I finished transcribing my notes at six forty-five in the morning and passed back into the room where the President lay. There were gathered all those whose names I have mentioned and many others, – about twenty or twenty-five in all, I should judge. The bed had been pulled out from the corner and owing to the stature of Mr. Lincoln, he lay crosswise on his back. He had been utterly unconscious from the instant the bullet ploughed into his brain. His stertorous breathing subsided a couple of minutes after seven o’clock. From then to the end only the gentle rise and fall of his bosom gave indication that life remained.
The Surgeon General was near the head of the bed, sometimes sitting on the edge thereof, his finger on the pulse of the dying man. Occasionally, he put his ear down to catch the lessening beats of his heart. Mr. Lincoln’s pastor, the Reverend Dr. Gurley stood a little to the left of the bed. Mr. Stanton sat in a chair near the foot on the left, where the pictures place Andrew Johnson. I stood quite near the head of the bed and from that position had full view of Mr. Stanton across the President’s body. At my right Robert Lincoln sobbed on the shoulder of Charles Sumner.
Stanton’s gaze was fixed intently on the countenance of his dying Chief. He had, as I said, been a man of steel throughout the night but as I looked at his face across the corner of the bed and saw the twitching of the muscles I knew that it was only by a powerful effort that he restrained himself. The first indication that the dreaded end had come was at twenty-two minutes past seven when the Surgeon General gently crossed the pulseless hands of Lincoln across the motionless breast and rose to his feet.

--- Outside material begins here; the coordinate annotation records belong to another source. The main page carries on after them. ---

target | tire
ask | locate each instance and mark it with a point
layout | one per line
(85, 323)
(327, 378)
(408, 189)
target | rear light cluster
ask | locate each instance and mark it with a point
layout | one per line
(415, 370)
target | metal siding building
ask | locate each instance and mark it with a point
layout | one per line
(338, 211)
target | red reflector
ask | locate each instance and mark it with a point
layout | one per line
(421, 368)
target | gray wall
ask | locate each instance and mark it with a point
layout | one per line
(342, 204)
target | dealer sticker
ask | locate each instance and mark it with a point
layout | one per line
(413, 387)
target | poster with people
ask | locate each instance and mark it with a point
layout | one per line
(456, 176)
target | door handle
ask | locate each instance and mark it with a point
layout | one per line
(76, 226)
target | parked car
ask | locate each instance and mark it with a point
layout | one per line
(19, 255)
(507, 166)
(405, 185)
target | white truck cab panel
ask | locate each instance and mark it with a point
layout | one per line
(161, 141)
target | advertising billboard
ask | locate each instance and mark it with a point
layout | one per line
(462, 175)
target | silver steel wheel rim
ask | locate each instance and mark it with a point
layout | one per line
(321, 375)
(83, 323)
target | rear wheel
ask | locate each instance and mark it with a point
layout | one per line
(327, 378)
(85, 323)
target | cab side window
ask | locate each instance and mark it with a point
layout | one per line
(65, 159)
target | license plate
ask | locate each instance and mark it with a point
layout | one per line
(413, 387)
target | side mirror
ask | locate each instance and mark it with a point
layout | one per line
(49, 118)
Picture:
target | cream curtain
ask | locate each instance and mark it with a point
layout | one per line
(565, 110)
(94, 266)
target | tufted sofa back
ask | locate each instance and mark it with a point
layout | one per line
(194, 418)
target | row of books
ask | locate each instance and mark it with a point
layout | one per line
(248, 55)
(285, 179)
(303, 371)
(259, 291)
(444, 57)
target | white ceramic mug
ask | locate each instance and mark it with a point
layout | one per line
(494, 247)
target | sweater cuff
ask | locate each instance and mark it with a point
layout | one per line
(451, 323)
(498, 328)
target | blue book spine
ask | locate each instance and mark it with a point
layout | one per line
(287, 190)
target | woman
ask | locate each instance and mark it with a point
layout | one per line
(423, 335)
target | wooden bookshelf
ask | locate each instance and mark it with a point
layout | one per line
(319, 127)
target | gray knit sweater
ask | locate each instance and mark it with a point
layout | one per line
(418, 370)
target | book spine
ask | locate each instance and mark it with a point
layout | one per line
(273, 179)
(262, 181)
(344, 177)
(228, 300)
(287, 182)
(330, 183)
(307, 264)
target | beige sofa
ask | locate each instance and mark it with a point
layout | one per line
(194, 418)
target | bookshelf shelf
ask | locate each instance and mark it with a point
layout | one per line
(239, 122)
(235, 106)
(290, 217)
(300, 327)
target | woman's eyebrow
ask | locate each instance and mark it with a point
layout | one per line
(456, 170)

Reverend Dr. Gurley stepped forward and lifting his hands began, “Our Father and our God” – I snatched a pencil and notebook from my pocket but my haste defeated my purpose. My pencil point (I had but one) caught in my coat and broke, and the world lost the prayer, – a prayer which was only interrupted by the sobs of Stanton as he buried his face in the bedclothes. As “Thy will be done, Amen” in subdued and tremulous tones floated through that little chamber, Mr. Stanton raised his head, the tears streaming down his cheeks. A more agonized expression I never saw on a human countenance as he sobbed out the words, “He belongs to the ages now.”

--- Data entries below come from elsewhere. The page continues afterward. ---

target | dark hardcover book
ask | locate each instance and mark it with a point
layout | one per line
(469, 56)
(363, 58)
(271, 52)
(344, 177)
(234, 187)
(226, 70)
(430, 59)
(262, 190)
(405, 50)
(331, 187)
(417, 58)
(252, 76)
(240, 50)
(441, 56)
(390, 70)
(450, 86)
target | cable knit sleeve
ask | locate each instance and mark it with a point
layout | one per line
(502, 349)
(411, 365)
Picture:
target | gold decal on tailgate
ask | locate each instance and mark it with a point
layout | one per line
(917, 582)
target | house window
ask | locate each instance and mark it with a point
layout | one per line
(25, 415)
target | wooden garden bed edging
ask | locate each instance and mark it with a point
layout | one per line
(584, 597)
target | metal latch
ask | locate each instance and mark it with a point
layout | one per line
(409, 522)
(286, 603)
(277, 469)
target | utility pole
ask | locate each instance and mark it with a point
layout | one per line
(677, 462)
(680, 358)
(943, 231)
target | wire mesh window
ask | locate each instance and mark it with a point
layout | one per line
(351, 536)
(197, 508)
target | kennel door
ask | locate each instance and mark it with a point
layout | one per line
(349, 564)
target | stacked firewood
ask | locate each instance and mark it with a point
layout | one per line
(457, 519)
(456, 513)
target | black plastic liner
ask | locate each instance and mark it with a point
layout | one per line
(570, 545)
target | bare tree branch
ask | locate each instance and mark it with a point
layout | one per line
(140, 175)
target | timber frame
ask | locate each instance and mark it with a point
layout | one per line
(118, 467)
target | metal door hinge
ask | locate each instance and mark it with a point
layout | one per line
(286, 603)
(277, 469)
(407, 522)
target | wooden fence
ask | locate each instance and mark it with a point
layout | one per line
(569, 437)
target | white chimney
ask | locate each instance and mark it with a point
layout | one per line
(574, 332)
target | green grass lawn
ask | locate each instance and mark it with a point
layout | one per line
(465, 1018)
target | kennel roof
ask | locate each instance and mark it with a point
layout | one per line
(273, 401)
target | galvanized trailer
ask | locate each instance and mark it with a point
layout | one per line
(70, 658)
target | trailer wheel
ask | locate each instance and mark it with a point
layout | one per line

Mr. Stanton directed Major Thomas M. Vincent of the Staff to take charge of the body, called a meeting of the Cabinet in the room where we had passed most of the night and the assemblage dispersed.
Going to my apartment, I sat down at once to make a second longhand copy for Mr. Stanton of the testimony I had taken, it occurring to me that I wished to retain the one I had written out that night. I had been thus engaged but a brief time when hearing some commotion on the street, I stepped to the window and saw a coffin containing the body of the dead President being placed in a hearse which passed up Tenth Street to F and thus to the White House, escorted by a Lieutenant and ten privates. As they passed with measured tread and arms reversed, my hand involuntarily went to my head in salute as then started on their long, long journey back to the prairies and the hearts he knew and loved so well, the mortal remains of the greatest American of all time, bar none.